If we were talking about the Banco Santander group, and if its group AML/CFT policy was both compliant and implemented everywhere amongst its branches and majority-owned subsidiaries, any one of them established in the EU could rely on CDD done by any other part, say in Uruguay, China or Mexico.
If we were talking about JPMorgan Chase NA, though, its branches and subsidiaries in the EU could arguably not rely on one another at all because the group is headquartered outside the EU. This might be sufficient reason to create an EU-based bank and have all the EU operations as branches or subsidiaries of that bank.
The benefits of being able to rely on CDD work done by a sister entity are considerable, and spare the same work being done twice, but the permission only applies to CDD being carried out on the exact same legal entity on the client side. This limits its usefulness when dealing with a multinational corporate, where the "customer" is liable in each case to be a subsidiary incorporated in the same jurisdiction as the branch/subsidiary.

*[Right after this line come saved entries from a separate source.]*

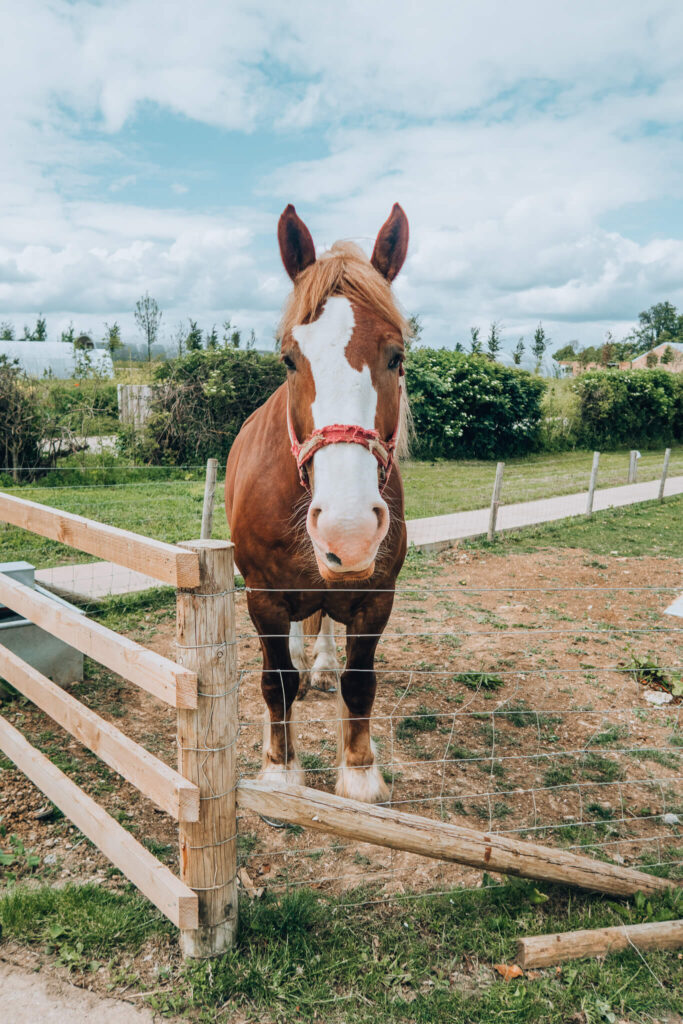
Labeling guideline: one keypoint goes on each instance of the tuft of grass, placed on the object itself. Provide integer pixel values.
(479, 680)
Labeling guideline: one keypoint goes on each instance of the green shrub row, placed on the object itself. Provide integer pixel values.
(468, 407)
(636, 408)
(464, 407)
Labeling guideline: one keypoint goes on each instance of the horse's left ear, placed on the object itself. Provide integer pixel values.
(296, 244)
(391, 246)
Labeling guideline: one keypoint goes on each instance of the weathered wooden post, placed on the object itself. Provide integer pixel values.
(594, 480)
(496, 501)
(665, 470)
(633, 466)
(207, 752)
(209, 492)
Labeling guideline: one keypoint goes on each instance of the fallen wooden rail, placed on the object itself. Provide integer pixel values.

No sister branch/subsidiary has done CDD on that entity, so the exemption counts for nothing.
Other than these limited exemptions, each obliged entity must do its own CDD, but it is allowed to rely on warranties from other legal entities about the matters falling within the scope of Article 13.1 (a) to (c). This could be as simple as a bank putting a stamp on every page of a set of documents and signing it, where the stamp has the wording "Certified by [name of bank] as a true copy of the original".
This was the arrangement within IBOS Association for account opening, where each partner bank lodged a signature list with the IBOS secretariat that was then made visible to all members in the membersí website. The wording of the signature list combined with the wording on the stamp and in the Membersí Protocol for Account Opening to deliver sufficient comfort from the introducing bank to the account-opening bank to induce the latter to regard the documents as if they had been notarised and apostilled. That covered off 13.1.a. The introducing bank also facilitated the delivery of the UBO information to cover off 13.1.b. Then there a so-called Customer Referral Sheet conveying commercial information signed by both the customer and the introducing bank, and this covered off 13.1.c.
Given that IBOS could not benefit from the provisions of Article 28 because it was a network of independent banks, and given that several of the members were headquartered outside the EU, this was as far as the reliance could be made to go.
It was a policy of the Association only to admit members who were headquartered in the EU or in one of the EU White List countries - the arrangement that preceded the EU High-Risk Third Country process. Being white-listed meant that the country had an equivalent AML/CFT regime to that of the EU.
In practical terms the "trusted third party" status substantially benefits groups of bank headquartered in the EU where it is the exact same customer requiring services from different EU-based branches and subsidiaries, but its main potential benefit on a wider scale is to enable confirmation of the authenticity of documents. However the giver and receiver of the authentication would usually want to be in a closer association with one another - like IBOS - rather than simply relying on any other obliged entity. How would they be sure it even was an obliged entity?